Author: Ciara Nolan (RNutr)

Ciara is our in-house nutritionist at FITT Meals & has a MSc Human Nutrition.

We have always been encouraged to eat “balanced meals”, but what exactly does that mean & how do we do it? 
In the most simplest of terms – a balanced plate is a plate that contains all 3 macronutrients: Carbohydrates, Protein & Fat.
 
Each macronutrient plays a different role in the body to optimize health, body composition, performance, energy levels and more.
 
Therefore, to arrange a balanced meal you need to ensure that your plate contains a food source from each of these macronutrients.
What health benefits do each of these macronutrients have & where can I find them?
 
Carbohydrates
Carbohydrates are the body’s primary source of energy. Carbohydrate based foods also contain fibre which is essential for health and proper digestion. 
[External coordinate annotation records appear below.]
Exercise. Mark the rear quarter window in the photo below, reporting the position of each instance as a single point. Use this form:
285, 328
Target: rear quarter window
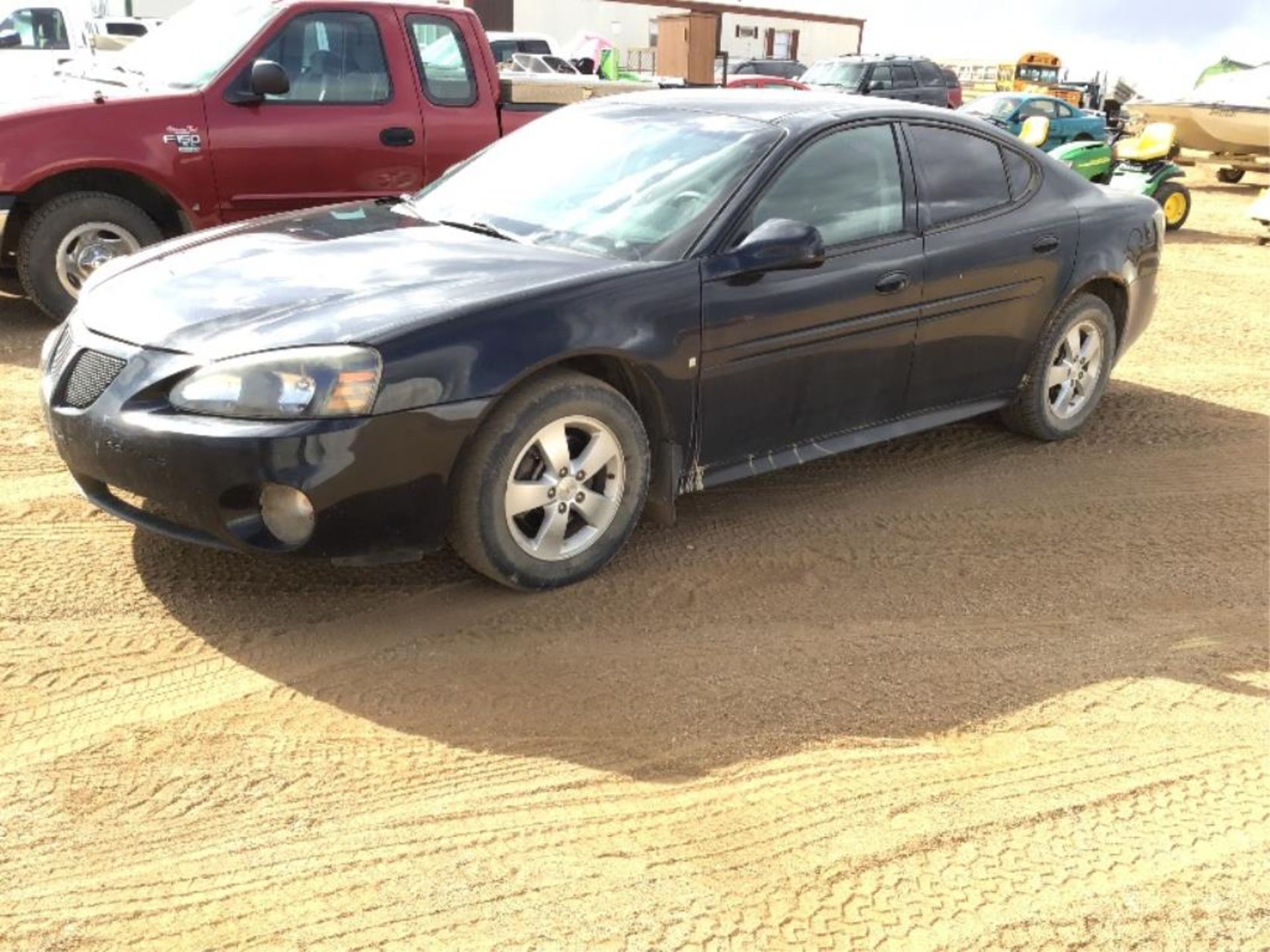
959, 175
929, 74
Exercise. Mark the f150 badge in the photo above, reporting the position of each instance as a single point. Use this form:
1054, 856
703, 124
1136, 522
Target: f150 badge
186, 139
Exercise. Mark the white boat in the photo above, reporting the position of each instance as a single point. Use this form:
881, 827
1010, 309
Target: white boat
1228, 114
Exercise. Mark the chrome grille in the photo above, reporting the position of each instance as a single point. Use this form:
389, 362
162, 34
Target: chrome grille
63, 350
91, 374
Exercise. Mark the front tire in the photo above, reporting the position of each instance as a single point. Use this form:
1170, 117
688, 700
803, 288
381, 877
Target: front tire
1174, 198
73, 235
553, 483
1068, 374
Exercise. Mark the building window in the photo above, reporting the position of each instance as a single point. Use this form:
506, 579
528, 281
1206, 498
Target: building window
781, 45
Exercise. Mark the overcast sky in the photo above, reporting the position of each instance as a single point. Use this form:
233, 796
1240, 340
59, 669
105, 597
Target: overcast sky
1161, 44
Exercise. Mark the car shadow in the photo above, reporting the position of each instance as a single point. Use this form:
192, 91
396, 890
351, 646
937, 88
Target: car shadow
1249, 188
906, 589
1188, 235
22, 327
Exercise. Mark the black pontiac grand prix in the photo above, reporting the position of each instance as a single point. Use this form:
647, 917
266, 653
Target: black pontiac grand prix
622, 302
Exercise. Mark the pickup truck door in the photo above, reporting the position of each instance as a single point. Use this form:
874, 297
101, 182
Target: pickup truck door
459, 107
349, 130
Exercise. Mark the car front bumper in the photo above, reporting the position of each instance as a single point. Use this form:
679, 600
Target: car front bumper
378, 484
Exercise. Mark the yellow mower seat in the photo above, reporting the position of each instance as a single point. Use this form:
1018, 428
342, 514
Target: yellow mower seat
1035, 131
1155, 143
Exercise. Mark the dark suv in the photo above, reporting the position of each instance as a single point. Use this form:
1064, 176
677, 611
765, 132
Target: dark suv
911, 78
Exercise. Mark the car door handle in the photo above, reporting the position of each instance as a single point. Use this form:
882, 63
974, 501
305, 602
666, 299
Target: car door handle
398, 136
892, 282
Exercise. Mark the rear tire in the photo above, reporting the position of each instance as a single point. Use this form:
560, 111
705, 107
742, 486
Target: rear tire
1174, 198
71, 223
1068, 372
534, 452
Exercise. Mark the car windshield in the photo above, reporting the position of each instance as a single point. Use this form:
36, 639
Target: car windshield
996, 107
193, 46
630, 182
835, 73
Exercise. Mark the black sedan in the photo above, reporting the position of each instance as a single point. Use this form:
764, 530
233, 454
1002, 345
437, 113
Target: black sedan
625, 301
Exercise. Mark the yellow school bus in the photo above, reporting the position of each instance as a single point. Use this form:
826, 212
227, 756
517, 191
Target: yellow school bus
1035, 73
1035, 70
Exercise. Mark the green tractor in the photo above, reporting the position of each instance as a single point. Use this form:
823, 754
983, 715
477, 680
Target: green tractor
1141, 165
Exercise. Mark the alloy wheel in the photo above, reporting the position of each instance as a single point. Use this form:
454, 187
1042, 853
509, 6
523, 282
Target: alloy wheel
87, 248
1075, 370
564, 488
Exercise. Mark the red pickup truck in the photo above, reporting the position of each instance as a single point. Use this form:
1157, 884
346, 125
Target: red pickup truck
239, 108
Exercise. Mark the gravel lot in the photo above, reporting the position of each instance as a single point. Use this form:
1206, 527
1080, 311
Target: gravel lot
962, 691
You can find carbohydrates in food sources such as: bread, rice, pasta, fruit and vegetables, legumes and many other foods. It can be greatly beneficial to choose whole grain options where possible.
 
Protein:
Protein contains amino acids which are known as the “building blocks of our bodies”. They are responsible for many different functions within our body. 
You can find proteins in food sources such as: red meat, chicken, fish, eggs, dairy products. 
It is mainly found in animal products but can also be found in beans, peas, tofu and other soy based products. 
 
Fat: 
First things first – remember that dietary fat and body fat are not the same.
Dietary fat is important for proper hormone and nervous system functioning, fat soluble vitamin metabolism, cell functioning amongst others. 
There are two main types of fat – saturated & unsaturated fat. 
Healthy fats can be found in: Olive oil, avocado, oily fish, nuts & seeds.
 
Aiming to have the 3 macronutrients throughout the day for (breakfast, lunch & dinner) has many health benefits, such as: 
– Ensures satiety and fullness
– Keeps blood sugars more stable
– Increases nutrient consumption
– Improves energy levels
Examples of a balanced plate:
– Baked Potato with Tuna & Cheese
– Chicken, Pasta & Vegetables
– Beef, Rice & Vegetables
– Omelette with veggies & a slice of toast with butter
Aiming to balance your plate can have a positive effect on your overall health by providing your body with adequate nutrients for proper optimal functioning.
Remember, it is not always going to be possible to do this 100% of the time, so please do not let it overwhelm you. It is a guideline to follow where possible!